Exhibit 10.1
Third Amended and Restated
Amkor Technology, Inc.
Non-Employee Director Compensation Policy
Amended: May 14, 2024
Each member of the Board of Directors (the “Board”) of Amkor Technology, Inc., a Delaware corporation (the “Company”), who is a non-employee director of the Company (each such member, a “Non-Employee Director”) will be eligible to receive the compensation described in this Non-Employee Director Compensation Policy (the “Policy”) for his or her Board service. Unless otherwise defined herein, capitalized terms used in this Policy will have the meaning given to such terms in the Company’s 2021 Equity Incentive Plan (as amended, the “Plan”) or any successor equity incentive plan.
The Policy, as amended and restated, will be effective on May 14, 2024 (the “Effective Date”). The Policy may be amended at any time in the sole discretion of the Board.
Commencing with the Effective Date, each Non-Employee Director will be eligible to receive the applicable compensation set forth below. Cash retainers may be paid either as a lump sum or in periodic (e.g., quarterly) installments and may be prorated for service of less than an annual period. Any equity compensation contemplated under this Policy will be granted under the Plan or any successor equity incentive plan.
(a)Cash Retainers for Board Service. Each person serving as a Non-Employee Director will be paid an annual cash retainer of $85,000.
The following additional annual cash retainers will be paid to a Non-Employee Director serving in each of the following applicable roles:
Lead Independent Director: $30,000
Executive Vice Chair: $150,000
Strategic Oversight Role: $75,000
(b)Cash Retainers for Committee Service. The following annual cash retainers will be paid to a Non-Employee Director serving as the Chair of a committee of the Board as listed below:
Audit Committee Chair: $25,000
Compensation Committee Chair: $15,000
Nominating and Governance Committee Chair: $10,000
The following annual cash retainers will be paid to a Non-Employee Director serving as a member of a committee of the Board (including the Chair of the committee) as listed below:
Audit Committee member: $12,000
Compensation Committee member: $10,000
Nominating and Governance Committee member: $7,500
(c)Annual Equity Award Grant.
(i)Grants. Without any further action by the Board, at the close of business on the date of each annual meeting of the stockholders of the Company commencing with the Effective Date (each, an “Annual Meeting”), each person who is then a Non-Employee Director will automatically be granted Restricted Stock Units equal to (A) $195,000 divided by (B) the Fair Market Value of a share of Common Stock on the date of the applicable Annual Meeting (each, an “Annual Grant”). A Non-Employee Director who has been elected or appointed for the first time to be a Non-Employee Director after the Annual Meeting (a “New Director”) will receive a prorated Annual Grant. The value of the prorated Annual Grant for a New Director will be equal to the product of (1) the Annual Grant value and (2) a fraction, the numerator of which will be equal to the number of days in the period beginning on the date the New Director was elected or appointed (the “Start Date”) to the date of the next subsequent Annual Meeting and the denominator of which will be 365 (the “Prorated Annual Grant”). The number of RSUs covered by such Prorated Annual Grant will be equal to (1) the Prorated Annual Grant value divided by (2) the Fair Market Value of a share of Common Stock on the Start Date. Each Annual Grant, including any Prorated Annual Grant, will fully vest on the earlier of (1) the first anniversary of the applicable grant date and (2) the date of the first Annual Meeting following the applicable grant date, subject to the Non-Employee Director’s continuous service as a Director through the vesting date.

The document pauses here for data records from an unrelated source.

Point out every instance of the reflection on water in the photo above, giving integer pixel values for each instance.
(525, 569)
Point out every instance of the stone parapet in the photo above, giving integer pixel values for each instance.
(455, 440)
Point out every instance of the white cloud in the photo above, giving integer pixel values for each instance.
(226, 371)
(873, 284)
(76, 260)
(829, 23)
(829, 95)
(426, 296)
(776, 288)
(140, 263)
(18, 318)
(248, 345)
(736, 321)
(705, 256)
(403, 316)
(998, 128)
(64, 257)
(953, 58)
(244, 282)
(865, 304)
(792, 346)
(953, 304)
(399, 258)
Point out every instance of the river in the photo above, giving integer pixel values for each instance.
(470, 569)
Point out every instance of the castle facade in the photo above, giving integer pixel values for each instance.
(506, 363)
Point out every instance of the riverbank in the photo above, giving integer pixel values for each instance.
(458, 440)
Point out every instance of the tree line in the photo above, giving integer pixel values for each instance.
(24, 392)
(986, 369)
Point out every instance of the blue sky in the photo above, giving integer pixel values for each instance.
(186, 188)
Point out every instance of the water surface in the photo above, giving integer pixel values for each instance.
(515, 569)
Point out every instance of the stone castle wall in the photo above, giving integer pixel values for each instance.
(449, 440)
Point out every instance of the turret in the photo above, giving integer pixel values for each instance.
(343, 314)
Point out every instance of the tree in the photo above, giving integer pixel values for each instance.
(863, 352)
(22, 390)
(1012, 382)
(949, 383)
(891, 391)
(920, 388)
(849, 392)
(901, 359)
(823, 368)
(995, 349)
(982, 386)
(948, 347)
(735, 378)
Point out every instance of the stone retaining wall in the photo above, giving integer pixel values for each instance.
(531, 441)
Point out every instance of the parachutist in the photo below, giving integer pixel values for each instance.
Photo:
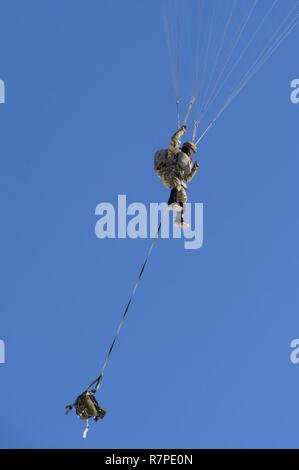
(174, 167)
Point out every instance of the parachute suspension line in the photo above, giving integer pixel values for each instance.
(263, 58)
(222, 42)
(178, 113)
(212, 98)
(198, 50)
(95, 385)
(190, 106)
(196, 126)
(229, 56)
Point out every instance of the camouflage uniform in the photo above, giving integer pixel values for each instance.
(180, 169)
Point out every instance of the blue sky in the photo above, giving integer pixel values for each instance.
(203, 360)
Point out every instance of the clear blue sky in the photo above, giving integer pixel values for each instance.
(203, 360)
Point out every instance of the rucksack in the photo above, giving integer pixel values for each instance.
(160, 160)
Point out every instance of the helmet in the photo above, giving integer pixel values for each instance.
(190, 145)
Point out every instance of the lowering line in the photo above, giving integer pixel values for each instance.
(86, 405)
(97, 382)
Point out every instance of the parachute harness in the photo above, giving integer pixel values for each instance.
(86, 405)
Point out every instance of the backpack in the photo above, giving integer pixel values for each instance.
(161, 159)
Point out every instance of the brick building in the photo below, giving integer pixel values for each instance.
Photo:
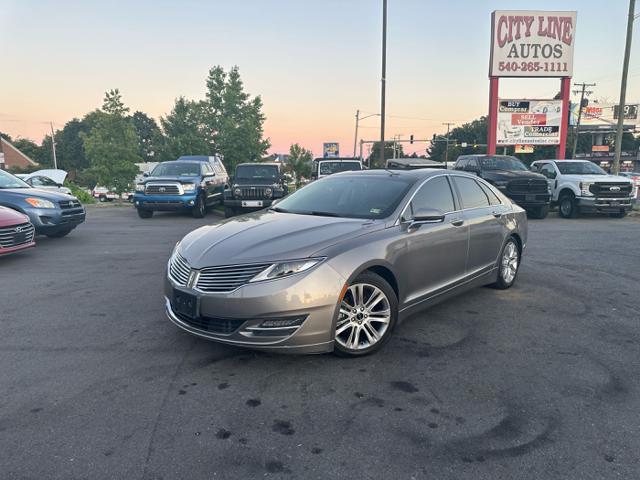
(12, 156)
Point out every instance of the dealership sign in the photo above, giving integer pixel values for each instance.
(532, 43)
(529, 122)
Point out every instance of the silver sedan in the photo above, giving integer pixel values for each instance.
(339, 263)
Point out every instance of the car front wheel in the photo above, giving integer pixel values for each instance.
(368, 313)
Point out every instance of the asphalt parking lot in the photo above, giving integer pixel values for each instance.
(540, 381)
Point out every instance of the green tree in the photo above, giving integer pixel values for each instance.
(149, 136)
(111, 145)
(184, 131)
(299, 163)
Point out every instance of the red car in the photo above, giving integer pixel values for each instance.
(16, 231)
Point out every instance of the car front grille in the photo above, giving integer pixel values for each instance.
(179, 270)
(603, 190)
(16, 235)
(253, 192)
(527, 186)
(221, 326)
(228, 277)
(163, 189)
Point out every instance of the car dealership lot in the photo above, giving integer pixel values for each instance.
(540, 381)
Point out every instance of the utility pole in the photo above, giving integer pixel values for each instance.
(53, 147)
(446, 152)
(623, 87)
(383, 79)
(577, 127)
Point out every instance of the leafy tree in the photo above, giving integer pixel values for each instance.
(299, 163)
(112, 144)
(374, 156)
(184, 132)
(149, 136)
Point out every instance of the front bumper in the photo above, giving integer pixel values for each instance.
(604, 205)
(164, 202)
(53, 220)
(237, 316)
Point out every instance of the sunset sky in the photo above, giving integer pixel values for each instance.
(313, 62)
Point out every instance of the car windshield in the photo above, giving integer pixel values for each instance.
(362, 196)
(327, 168)
(502, 163)
(579, 168)
(9, 181)
(176, 169)
(257, 172)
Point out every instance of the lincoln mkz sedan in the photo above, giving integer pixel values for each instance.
(339, 263)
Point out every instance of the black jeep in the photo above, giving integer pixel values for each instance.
(254, 186)
(527, 189)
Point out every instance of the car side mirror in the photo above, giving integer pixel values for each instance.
(427, 215)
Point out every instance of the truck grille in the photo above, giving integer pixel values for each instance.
(253, 192)
(163, 189)
(604, 190)
(16, 235)
(227, 278)
(527, 186)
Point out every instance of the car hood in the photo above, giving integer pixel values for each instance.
(596, 178)
(268, 236)
(36, 192)
(511, 175)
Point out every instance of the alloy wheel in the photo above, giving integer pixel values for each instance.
(509, 263)
(365, 315)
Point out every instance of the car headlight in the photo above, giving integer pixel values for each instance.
(584, 189)
(39, 203)
(284, 269)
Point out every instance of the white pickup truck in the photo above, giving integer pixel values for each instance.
(582, 186)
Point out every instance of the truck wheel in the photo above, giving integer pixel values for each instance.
(199, 209)
(539, 212)
(567, 206)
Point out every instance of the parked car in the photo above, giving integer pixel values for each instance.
(16, 231)
(582, 186)
(323, 167)
(338, 263)
(51, 213)
(49, 179)
(254, 186)
(511, 176)
(191, 186)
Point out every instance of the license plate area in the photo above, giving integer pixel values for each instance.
(252, 203)
(185, 303)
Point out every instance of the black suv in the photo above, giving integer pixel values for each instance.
(527, 189)
(254, 186)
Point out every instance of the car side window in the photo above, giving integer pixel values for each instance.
(435, 193)
(472, 195)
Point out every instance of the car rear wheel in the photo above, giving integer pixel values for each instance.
(142, 213)
(368, 313)
(508, 265)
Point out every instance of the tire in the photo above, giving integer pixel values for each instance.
(620, 214)
(199, 210)
(229, 212)
(539, 213)
(59, 234)
(508, 265)
(567, 206)
(142, 213)
(356, 334)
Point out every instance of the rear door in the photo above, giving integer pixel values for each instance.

(ii)Change in Control. Notwithstanding the foregoing, all unvested equity awards granted pursuant to this Section (c) will fully vest upon a Change in Control if the successor or acquiring company does not assume or provide a substitute for the awards in connection with the Change in Control.
(d)Death or Disability.
(i)Vesting. Equity awards granted to Non-Employee Directors pursuant to the Policy will fully vest upon such Non-Employee Director’s death or termination of service as a Director due to disability.
(ii)Other Terms. The remaining terms and conditions of each Restricted Stock Unit award will be as set forth in the Plan and the applicable Restricted Stock Unit award agreement for Directors, in the form adopted from time to time by the Board.
1.Non-Employee Director Compensation Limit
Notwithstanding anything herein to the contrary, the cash and equity compensation each Non-Employee Director is eligible to receive under this Policy (or otherwise) will be subject to the limits set forth in Section 12 of the Plan.
2.Expenses
The Company will reimburse each Non-Employee Director for ordinary, necessary and reasonable out-of-pocket travel expenses to cover in-person attendance at and participation in Board and committee meetings, subject to the Non-Employee Director submitting to the Company appropriate documentation substantiating such expenses in accordance with the Company’s travel and expense policy, as in effect from time to time.